Mark was elevated to team leader after the previous team leader and his best friend (at work), Petey (Yul Vaquez), was fired under mysterious circumstances. Petey’s replacement, Helly R. (Britt Lower), quickly decides she doesn’t want to work there, but since her outie does (and she has no idea why) there’s no escape. Her performance is nothing short of spectacular.
The rest of Mark’s team are Irving (the always terrific John Turturro), who is a dignified stickler for company policy, and Dylan (Zach Cherry), a wisecracking follower, who enjoys the bizarre company perks employees receive for achieving certain goals (such as finger traps, waffle parties, and five-minute music/dance breaks).
In the outside world, the severance procedure is controversial, with many people protesting it as unethical. One reason Mark’s outie agreed to the procedure is because he is grieving the death of his wife. But and as his pregnant sister (Jen Tullock) tells him, “forgetting for eight hours a day is not the same as healing.” At work, with no recollection of his outside life, Mark is relatively content, although he misses Petey and is constantly trying to deal with Helly and prevent her from being punished for breaking the rules and trying to escape.
One day, in his outside life, a man he Mark recognize approaches him and says he is his co-worker Petey, and has managed, with help from a secret organization, to reverse the severance procedure (something which is supposed to be impossible). He goes on to tell him that Lumon industries is an evil company, but won’t say exactly what they do – he fears the company is searching for him and his life is in danger. This sets up almost everything that follows.
It’s Helly’s persistent and courageous rebellion that gradually nudges her seemingly content co-workers to start questioning their work and seeking answers about their outside lives – which puts them all in danger.
Patricia Arquette is chilling as Harmony Cobel, Mark’s boss at Lumon, who is also his next door neighbor, Mrs. Selvig, on the outside. Although she takes on two separate identities, we soon realize she is not severed, and is actually keeping tabs on Mark’s outie.
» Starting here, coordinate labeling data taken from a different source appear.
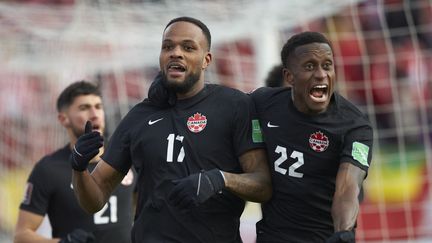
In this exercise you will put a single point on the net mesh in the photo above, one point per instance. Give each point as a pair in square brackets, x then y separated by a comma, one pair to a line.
[383, 56]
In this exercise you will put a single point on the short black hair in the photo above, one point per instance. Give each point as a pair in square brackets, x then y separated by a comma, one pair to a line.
[301, 39]
[275, 77]
[78, 88]
[196, 22]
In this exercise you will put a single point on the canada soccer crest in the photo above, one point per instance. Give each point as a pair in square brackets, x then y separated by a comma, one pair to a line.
[197, 122]
[318, 141]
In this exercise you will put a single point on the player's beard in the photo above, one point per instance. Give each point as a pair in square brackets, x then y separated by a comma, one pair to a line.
[184, 86]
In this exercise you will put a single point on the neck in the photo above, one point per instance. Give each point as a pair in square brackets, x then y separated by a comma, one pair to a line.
[193, 91]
Christopher Walken plays another of his many wonderfully quirky characters as Burt, the severed chief of the mysterious Optics and Design division, who has a mutual attraction with John Turturro’s Irving (one of the more fascinating relationships on television). Tramell Tillman is creepy as Mr. Milchick, the constantly smiling supervisor of the severed floor, who doles out rewards and punishments. Dichen Lachman is a find as the robotic Mrs. Casey, a Lumon wellness counselor on the severed floor, who may be more than she seems.
The season finale has some major reveals and a bold cliffhanger (considering it was filmed before the show was officially renewed for a second season) – it’s among the most tense and thrilling episodes of television ever (particularly the last five minutes). There’s nothing else like this on television.